Explainer: Difference between contravention, délit and crime in France

We walk through how crimes are classified and tried in the French legal system where only the most serious have a jury

The classification in France of what in the UK are lumped together as criminal offences falls into three categories: contraventions, délits and crimes. We explain key differences.


These cannot lead to prison and are divided into five classes with fines ranging from €38 (first class, the lowest) to €1,500, or €3,000 for a second offence.

Most are dealt with by fixed penalties – speeding fines, for example, but in the case of disputes they are dealt with by lower courts, called tribunal de police.

There is a single judge and the state is represented by someone from the departmental procureur de la République’s office. A greffier (clerk) records proceedings and keeps paperwork.

Most cases are dealt with behind closed doors without the accused necessarily being present.

Punishments include fines, confiscating driving licences, bans on keeping firearms and orders to repair damage or to attend training such as road safety classes.

Read more: Does France have unmarked radar cars to catch people speeding?


These can lead to prison but in practice they are usually suspended for first offences or turned into electronic bracelet surveillance if for less than a year.

Maximum prison terms range from two months to 10 years.
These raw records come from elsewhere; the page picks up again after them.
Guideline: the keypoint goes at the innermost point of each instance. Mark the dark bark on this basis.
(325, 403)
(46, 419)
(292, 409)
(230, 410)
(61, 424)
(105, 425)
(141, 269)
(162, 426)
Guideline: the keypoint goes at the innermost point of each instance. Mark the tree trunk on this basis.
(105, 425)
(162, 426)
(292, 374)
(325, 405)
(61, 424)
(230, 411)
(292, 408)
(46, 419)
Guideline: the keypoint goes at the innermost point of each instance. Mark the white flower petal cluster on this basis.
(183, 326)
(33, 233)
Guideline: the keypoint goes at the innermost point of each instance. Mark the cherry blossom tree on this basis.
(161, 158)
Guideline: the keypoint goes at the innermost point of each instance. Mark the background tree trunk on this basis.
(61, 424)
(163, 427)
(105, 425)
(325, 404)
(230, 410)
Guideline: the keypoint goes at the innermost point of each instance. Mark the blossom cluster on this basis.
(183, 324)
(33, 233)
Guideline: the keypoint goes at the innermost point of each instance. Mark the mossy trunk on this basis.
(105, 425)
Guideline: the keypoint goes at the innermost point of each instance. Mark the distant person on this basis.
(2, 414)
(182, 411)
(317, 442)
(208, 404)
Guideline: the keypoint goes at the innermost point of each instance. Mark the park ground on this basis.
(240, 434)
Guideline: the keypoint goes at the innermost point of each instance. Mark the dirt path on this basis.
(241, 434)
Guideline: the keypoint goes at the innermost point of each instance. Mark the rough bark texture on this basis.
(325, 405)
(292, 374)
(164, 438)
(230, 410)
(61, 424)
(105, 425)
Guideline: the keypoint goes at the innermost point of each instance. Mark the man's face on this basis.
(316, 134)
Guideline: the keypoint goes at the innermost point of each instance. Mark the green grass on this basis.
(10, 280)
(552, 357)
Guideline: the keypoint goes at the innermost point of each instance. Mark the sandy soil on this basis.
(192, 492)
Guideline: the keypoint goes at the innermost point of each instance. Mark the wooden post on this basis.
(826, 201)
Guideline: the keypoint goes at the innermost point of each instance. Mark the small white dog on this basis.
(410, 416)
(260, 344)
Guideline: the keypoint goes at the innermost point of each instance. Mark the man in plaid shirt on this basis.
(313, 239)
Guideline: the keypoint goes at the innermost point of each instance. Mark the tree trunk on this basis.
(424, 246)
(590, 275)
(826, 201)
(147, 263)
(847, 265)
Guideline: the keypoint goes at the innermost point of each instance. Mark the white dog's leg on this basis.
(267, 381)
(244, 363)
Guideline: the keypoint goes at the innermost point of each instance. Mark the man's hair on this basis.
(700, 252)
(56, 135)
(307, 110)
Fines are a minimum of €3,750.

Courts hearing délits are called tribunal correctionnel, and can be presided over by a single judge, or a judge with two assessors.

The accused usually has to appear and in extreme cases can be sent to jail from court.
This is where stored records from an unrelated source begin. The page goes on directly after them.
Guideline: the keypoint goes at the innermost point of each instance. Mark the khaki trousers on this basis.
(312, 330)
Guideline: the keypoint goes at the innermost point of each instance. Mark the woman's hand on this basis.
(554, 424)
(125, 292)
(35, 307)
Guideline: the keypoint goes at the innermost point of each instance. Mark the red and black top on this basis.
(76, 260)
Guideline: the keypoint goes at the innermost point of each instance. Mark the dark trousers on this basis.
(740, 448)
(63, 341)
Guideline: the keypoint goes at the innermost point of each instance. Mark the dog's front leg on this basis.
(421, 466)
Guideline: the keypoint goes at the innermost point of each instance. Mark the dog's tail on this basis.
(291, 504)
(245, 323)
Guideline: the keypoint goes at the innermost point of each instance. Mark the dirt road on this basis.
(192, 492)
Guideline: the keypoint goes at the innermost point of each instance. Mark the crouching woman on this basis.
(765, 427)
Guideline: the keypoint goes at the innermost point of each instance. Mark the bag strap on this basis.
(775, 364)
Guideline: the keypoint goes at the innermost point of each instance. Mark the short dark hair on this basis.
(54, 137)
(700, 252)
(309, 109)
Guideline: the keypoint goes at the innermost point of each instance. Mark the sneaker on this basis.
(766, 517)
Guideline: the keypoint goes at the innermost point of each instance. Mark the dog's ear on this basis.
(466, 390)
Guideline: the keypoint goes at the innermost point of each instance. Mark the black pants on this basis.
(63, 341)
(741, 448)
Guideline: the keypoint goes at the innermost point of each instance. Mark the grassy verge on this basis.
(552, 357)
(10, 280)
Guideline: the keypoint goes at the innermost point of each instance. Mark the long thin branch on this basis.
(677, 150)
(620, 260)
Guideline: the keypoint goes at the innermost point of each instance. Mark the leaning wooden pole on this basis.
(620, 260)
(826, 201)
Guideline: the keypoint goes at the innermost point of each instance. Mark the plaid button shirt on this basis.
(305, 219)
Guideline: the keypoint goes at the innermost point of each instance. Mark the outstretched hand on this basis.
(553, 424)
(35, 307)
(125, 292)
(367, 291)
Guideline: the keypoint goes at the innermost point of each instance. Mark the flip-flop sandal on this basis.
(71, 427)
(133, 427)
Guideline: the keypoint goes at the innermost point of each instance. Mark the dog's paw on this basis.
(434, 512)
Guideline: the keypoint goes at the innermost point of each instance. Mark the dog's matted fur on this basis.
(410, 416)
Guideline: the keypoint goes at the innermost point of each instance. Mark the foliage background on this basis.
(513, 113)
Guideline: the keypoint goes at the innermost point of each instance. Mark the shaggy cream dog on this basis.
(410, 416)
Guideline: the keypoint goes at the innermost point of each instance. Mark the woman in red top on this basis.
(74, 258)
A separate judge supervises sentences.

Read more: Free help for crime victims in France including foreign nationals


These most serious offences, notably murder and rape, are tried by a cour criminelle if the offence committed has a maximum jail term of between 15 and 20 years or by a cour d’assises for crimes with sentences longer than 20 years.

A cour criminelle, only introduced in January, has one judge and four assessors.

The cour d’assises is the only jury trial in France and is made up of a presiding judge and six jurors.

The presiding judge retires with the jury and chairs their deliberations.

The cour d’assises is organised on departmental lines, and hears most murder cases.

Cours d’appel (appeal courts) are above the others, and above them is the highest court of appeal, the Cour de cassation.

Debate over classification of crimes

There is debate about creating an offence of homicide routier, for causing death by driving after taking drink or drugs.

Victims’ associations want it to be a crime but some commentators think it will be hard to change as usually crimes require proof of intent.

An alternative would be to retain the new offence in the délit category.

The classifications of crimes can have symbolic significance in France. An example is proposals to move possession of cannabis – already usually dealt with by a fine – from délit to contravention.

This would put it in line with most other offences where officers can issue on-the-spot fines, such as traffic offences.

However, the suggestion caused huge debate and has yet to be implemented.

President Macron recently said that the fines should be payable immediately by cash or card.

It comes after it was found that most fines remain unpaid when offenders can pay later online.

A top court has also clarified that driving after using CBD – a legal cannabis alternative – is punishable as drug driving if traces of the chemical THC are found in the blood.